Self-extracting archives
Pages: 1 2
Steve Revill (20) 1361 posts |
There are now self-extracting versions of the UnTarBZ2 tool and HardDisc4 images on the download pages. These simply have to be downloaded onto a RISC OS system, given the ‘Utility’ filetype (&FFC) and then run. They will decompress their contents into the same location as the archive. The important benefit of doing things this way is that these archives are stand-alone. You do not require any additional software do decompress them – unlike zip, tar and bz2 archives. There is also a self-extracting version of the tool which we used to create these archives. This is supplied by 7th software and is free for anyone to download and use to create their own archives. ROOL will probably move over to using self-extracting archives for all RISC OS binary releases in the near future. Eventually, we hope to supplement our downloads pages with a proper software packaging system. |
James Lampard (51) 120 posts |
Er, why?
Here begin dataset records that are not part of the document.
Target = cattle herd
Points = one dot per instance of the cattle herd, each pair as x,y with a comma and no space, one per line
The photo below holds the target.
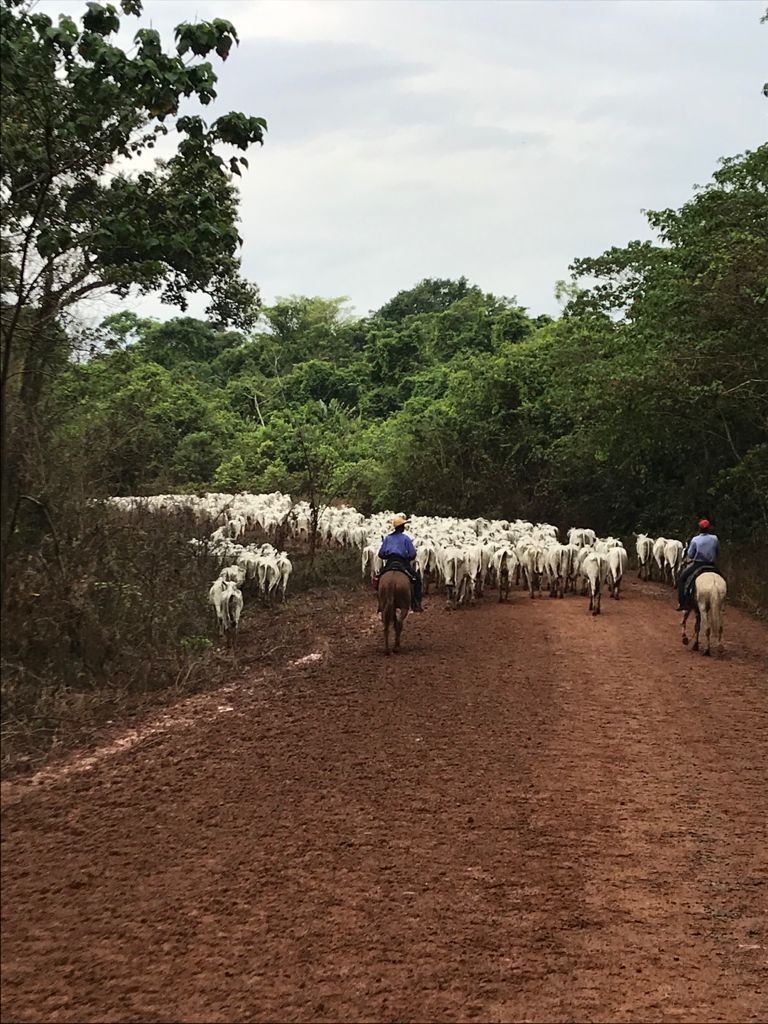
460,557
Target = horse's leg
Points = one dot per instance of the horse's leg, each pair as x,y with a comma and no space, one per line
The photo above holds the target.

Surely the universally supported PKZIP format is a far smarter choice than a file that you have to set to type &FFC and then run. Any of the standard archive types can be read on any platform, your oddball format would seemingly be limited to RISC OS. |
Theo Markettos (89) 919 posts |
I haven’t tried CreateSEC, but if it outputs in PKZIP format with a self-extracting header it should be OK. Infozip is capable of skipping any extraneous stuff and finding an embedded PKZIP. I don’t know if other tools like WinZip do, though. I do poke around RISC OS Zips on other platforms from time to time, so something that was only decompressable on RISC OS would be a pain. |
Jeffrey Lee (213) 6048 posts |
I’m in agreement with James and Theo here – if you’re going to replace everything with self-extracting archives then PKZIP would be a better internal format (even if it would most likely add a dependency on the Shared C Library being present). Apart from allowing people on other platforms to extract the archives, and providing a better compression ratio than Squash, it would also provide a handy solution to the problem of being unable to extract archives that are larger than RAM (since you should just be able to load them into any half-decent RISC OS zip program instead). Judging by Wikipedia, it looks like PKZIP’s “Shrink” format uses LZW - so in theory you could create a PKZIP-compatible self extractor that can still be decompressed using the Squash module (thus keeping the current system’s advantage of a small header size and no SCL dependency) |
Andrew Hodgkinson (6) 465 posts |
The reason for doing this is sanity. Recently, both Steve and I tried to set up RPCEmu from clean using public components only, to test the IOMD ROM. Before trying an unstable ROM, though, it made sense to try RISC OS 3.71 first. So I got hold of a 3.71 ROM, downloaded RPCEmu and:
So…
It’s not quite so bad just for RISC OS 3.71 because you could ignore UnTarBZ2, mostly; in fact you’d probably ignore the ROOL site altogether since you already have your own ROM and thus presumably your own RISC OS machine anyway. If you want RISC OS 5, though, you have this ridiculous boostrapping process and all sorts of trouble with 26-bit and 32-bit variants, with much of the trouble boiling down to filetypes and HostFS.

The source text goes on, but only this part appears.